The tablet and oral suspensions are not bioequivalent; the latter has only 70% relative bioavailability. Administration of the tablets with food is associated with an almost 2-fold increase in AUC and approximately 50% increase in Cmax of the active metabolites; the food effect is significantly less with the oral suspension. Overall, approximatley two-thirds of an oral dose of nitazoxanide is excreted as its metabolites in feces, and one-third in urine. In adults greater than 17 years of age, the Cmax of tizoxanide and tizoxanide glucuronide after administration of a singly 500 mg table with food is 10.6 ± 2.0 mcg/mL and 10.5 ± 1.4 mcg/mL, respectively. The pharmacokinetics of nitazoxanide have not been evaluated in patients with impaired renal or hepatic function.

The active metabolites of nitazoxanide are believed to interfere with the pyruvate:ferredoxin oxidoreductase enzyme-dependent electron transfer reaction. Other undefined pathways may also important. Nitazoxanide appears to be well tolerated, and is a Pregnancy Category B drug.
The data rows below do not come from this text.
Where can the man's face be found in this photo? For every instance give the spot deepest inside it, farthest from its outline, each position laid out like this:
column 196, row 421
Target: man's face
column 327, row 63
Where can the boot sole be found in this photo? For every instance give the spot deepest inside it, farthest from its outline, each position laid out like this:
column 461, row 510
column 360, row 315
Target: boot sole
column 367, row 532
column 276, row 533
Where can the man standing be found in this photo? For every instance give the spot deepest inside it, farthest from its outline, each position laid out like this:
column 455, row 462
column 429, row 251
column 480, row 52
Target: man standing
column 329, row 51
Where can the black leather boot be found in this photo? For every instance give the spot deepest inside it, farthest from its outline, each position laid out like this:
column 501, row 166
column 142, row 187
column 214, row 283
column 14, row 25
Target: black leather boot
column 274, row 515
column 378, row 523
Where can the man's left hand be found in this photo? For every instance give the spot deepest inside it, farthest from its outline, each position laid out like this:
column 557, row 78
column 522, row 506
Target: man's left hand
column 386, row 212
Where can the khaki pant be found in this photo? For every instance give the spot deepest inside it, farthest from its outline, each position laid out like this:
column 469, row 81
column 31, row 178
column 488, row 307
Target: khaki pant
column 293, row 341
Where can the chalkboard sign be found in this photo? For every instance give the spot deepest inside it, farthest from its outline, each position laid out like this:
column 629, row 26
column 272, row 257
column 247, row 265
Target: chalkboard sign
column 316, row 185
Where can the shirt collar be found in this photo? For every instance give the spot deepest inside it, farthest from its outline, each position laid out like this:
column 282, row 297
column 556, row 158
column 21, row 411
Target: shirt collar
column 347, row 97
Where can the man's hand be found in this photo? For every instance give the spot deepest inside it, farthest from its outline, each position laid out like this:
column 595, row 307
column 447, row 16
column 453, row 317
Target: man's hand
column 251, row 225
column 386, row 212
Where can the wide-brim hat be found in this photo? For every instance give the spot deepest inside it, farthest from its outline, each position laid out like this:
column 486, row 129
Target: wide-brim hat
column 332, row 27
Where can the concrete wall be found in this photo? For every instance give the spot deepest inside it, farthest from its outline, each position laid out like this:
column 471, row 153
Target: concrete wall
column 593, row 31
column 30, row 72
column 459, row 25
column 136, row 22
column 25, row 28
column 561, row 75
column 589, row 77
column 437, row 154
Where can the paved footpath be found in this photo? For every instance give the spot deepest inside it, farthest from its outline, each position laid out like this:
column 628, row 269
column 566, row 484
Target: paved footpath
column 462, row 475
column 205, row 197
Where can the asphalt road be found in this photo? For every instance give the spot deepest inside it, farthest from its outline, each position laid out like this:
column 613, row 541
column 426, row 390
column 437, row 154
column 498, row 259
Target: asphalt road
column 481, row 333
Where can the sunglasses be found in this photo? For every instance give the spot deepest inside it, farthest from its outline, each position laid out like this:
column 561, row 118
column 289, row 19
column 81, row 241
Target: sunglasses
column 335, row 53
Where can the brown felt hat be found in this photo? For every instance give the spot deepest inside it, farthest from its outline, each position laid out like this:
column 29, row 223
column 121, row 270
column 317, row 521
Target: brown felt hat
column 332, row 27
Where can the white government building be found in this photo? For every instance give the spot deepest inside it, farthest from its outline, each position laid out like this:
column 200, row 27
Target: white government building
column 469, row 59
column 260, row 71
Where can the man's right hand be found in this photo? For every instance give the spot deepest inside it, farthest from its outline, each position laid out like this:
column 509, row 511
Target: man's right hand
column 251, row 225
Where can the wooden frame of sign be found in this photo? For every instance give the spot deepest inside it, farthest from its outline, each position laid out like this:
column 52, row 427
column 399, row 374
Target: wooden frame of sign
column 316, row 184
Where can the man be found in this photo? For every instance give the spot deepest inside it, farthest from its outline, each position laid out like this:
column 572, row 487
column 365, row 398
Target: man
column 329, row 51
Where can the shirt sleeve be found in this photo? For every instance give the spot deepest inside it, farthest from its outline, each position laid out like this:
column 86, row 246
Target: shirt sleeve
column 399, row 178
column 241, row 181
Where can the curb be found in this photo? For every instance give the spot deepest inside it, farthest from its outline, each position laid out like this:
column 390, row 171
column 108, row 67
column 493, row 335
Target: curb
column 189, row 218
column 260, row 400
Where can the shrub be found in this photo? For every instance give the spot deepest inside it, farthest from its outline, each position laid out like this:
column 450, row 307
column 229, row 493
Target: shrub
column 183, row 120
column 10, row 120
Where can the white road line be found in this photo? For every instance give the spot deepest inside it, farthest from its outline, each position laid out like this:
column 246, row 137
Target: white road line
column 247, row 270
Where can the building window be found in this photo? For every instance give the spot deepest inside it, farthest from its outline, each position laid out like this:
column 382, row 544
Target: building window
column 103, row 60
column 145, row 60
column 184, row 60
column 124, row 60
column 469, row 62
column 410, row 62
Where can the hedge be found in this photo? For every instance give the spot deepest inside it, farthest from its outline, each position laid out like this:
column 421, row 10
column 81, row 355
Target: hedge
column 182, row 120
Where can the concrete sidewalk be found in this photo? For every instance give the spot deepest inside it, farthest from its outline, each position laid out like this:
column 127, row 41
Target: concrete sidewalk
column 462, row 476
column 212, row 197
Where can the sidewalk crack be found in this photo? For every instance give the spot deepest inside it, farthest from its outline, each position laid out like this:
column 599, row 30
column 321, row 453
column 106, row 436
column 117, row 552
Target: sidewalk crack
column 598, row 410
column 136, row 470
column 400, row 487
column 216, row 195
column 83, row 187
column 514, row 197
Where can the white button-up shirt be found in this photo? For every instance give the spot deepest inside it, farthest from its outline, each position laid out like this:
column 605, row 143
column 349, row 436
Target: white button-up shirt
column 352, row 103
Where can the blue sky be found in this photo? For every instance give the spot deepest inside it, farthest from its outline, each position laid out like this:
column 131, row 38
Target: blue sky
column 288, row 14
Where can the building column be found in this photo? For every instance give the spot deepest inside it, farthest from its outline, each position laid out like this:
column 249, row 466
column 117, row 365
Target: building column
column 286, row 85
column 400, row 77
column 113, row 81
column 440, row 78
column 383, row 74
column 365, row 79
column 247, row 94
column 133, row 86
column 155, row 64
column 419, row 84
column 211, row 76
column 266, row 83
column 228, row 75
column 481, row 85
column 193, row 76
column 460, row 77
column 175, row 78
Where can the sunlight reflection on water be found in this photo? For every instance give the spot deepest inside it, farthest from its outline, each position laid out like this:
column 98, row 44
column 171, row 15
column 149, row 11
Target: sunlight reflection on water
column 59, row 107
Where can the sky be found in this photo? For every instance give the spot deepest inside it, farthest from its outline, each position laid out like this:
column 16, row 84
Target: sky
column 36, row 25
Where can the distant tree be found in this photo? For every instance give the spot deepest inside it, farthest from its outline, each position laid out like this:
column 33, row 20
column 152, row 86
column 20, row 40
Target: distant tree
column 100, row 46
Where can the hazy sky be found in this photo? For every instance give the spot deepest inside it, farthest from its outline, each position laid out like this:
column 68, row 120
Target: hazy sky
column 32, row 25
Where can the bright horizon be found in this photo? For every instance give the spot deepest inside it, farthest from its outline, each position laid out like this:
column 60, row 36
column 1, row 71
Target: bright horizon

Other drugs available for the treatment of giardiasis include metronidazole (which has never received FDA approval for this indication), paromomycin (also not FDA-approved for this infection), and furazolidone. Quinacrine is available through some compounding pharmacies. Tinidazole had recently received approval as a single 2 gram dose for treatment of giardiasis in adults. Albendazole also has activity in patients with giardiasis.5 The most recent recommendations of The Medical Letter, for the treatment of giardiasis in adults, list 3 drugs of choice: metronidazole (250 mg tid x 5d), nitazoxanide (500 mg bid x 3d), and tinidazole (2 grams once) (ML).6 Three alternatives are listed: paromomycin, furazolidone, and quinacrine.

Overall, nitazoxanide is an useful, albeit expensive, addition to our therapeutic options in the management of patients with giardiasis.

This article was published in the October 2004 issue of Infectious Disease Alert.

Stan Deresinski, MD, FACP, Clinical Professor of Medicine, Stanford; Associate Chief of Infectious Diseases, Santa Clara Valley Medical Center, is Editor of Infectious Disease Alert.

References

1. Kemper CA. New FDA-Approved Agent for Cryptosporidiosis. Infect Dis Alert. June 15, 2002.

2. Alinia. http://www.fda.gov.

3. Nitazoxanide. Med Lett. 2003;45:29-31.

4. Bailey JM, et al. Nitazoxanide Treatment for Giardiasis and Cryptosporidiosis in Children. Ann Pharmacother. 2004;38:634-640.

5. Karabay O, et al. Albendazole vs Metronidazole Treatment of Adult Giardiasis: An Open Randomized Study. World J Gastroenterol. 2004;10:1215-1217.

6. Drugs for Parasitic Infections. Med Lett. August 2004.